Maintenance of accurate economic forecasting is just one of the difficulties posed by COVID-19, but a new paper outlines an approach that links actual transaction data with consumer sentiment to create a better picture of what is likely to happen next.

Written by Demitry Estrin, Jane Tang and Vidya Subramani – all co-founders of The Futurist Group, a New York-based consultancy – their findings are published in the Harvard Business Review.

And they state that the only way to improve the reliability of economic forecasts during the pandemic is to augment models with an ongoing evaluation of consumers’ past, current and anticipated spending patterns.

“We’ve developed an approach that renders consistently accurate forecasts, even in uncertain times, by combining forward-looking consumer sentiment with real-time transaction data,” they write.

According to the authors, consumer habits have changed because of social distancing and prolonged fear of infection – for example, it is evident that people are more digitally active than before – and, therefore, clarity about their future behaviour will come from analysing credit and debit transaction data together with forward-looking consumer sentiment.

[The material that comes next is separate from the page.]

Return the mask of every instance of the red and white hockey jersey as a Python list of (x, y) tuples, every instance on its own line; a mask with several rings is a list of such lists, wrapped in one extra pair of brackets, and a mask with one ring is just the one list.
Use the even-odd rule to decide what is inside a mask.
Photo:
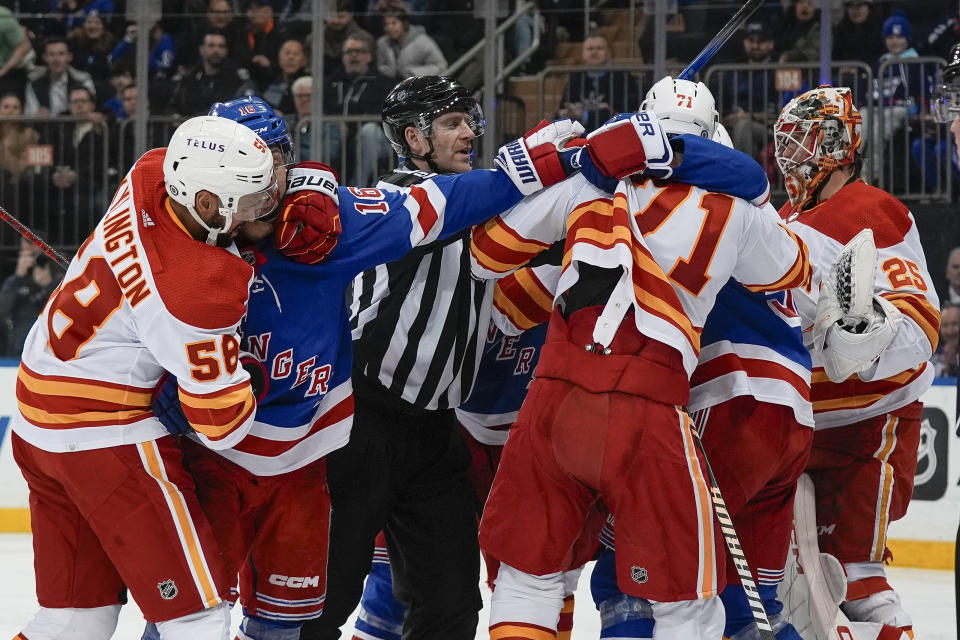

To this end, The Futurist Group leveraged a database of 500,000 credit and debit accounts with weekly access to transaction patterns and focused on the categories most likely to be affected by changes in consumer behaviour. And to check future spending, the company also conducted large-scale and continuous online interviews.

“Our forecasting establishes a connection between past transaction patterns and consumers’ anticipated spending in the coming months,” the authors say.

For example, The Futurist Group forecast in May that there would be a 13% uptick in retail sales, while the rest of the industry expected only a 9% advance, yet US Commerce Department data later revealed a 17.7% improvement.

“Given the unique nature of this crisis and the potential lasting impact of social distancing on consumption habits, continuous measurement of anticipated spend is an important part of reliable economic forecasts,” Estrin, Tang and Subramani conclude.

“By linking actual credit and debit transaction data with consumer sentiment that approximates future spend, analysts can create a sound foundation for forecasting what happens next.”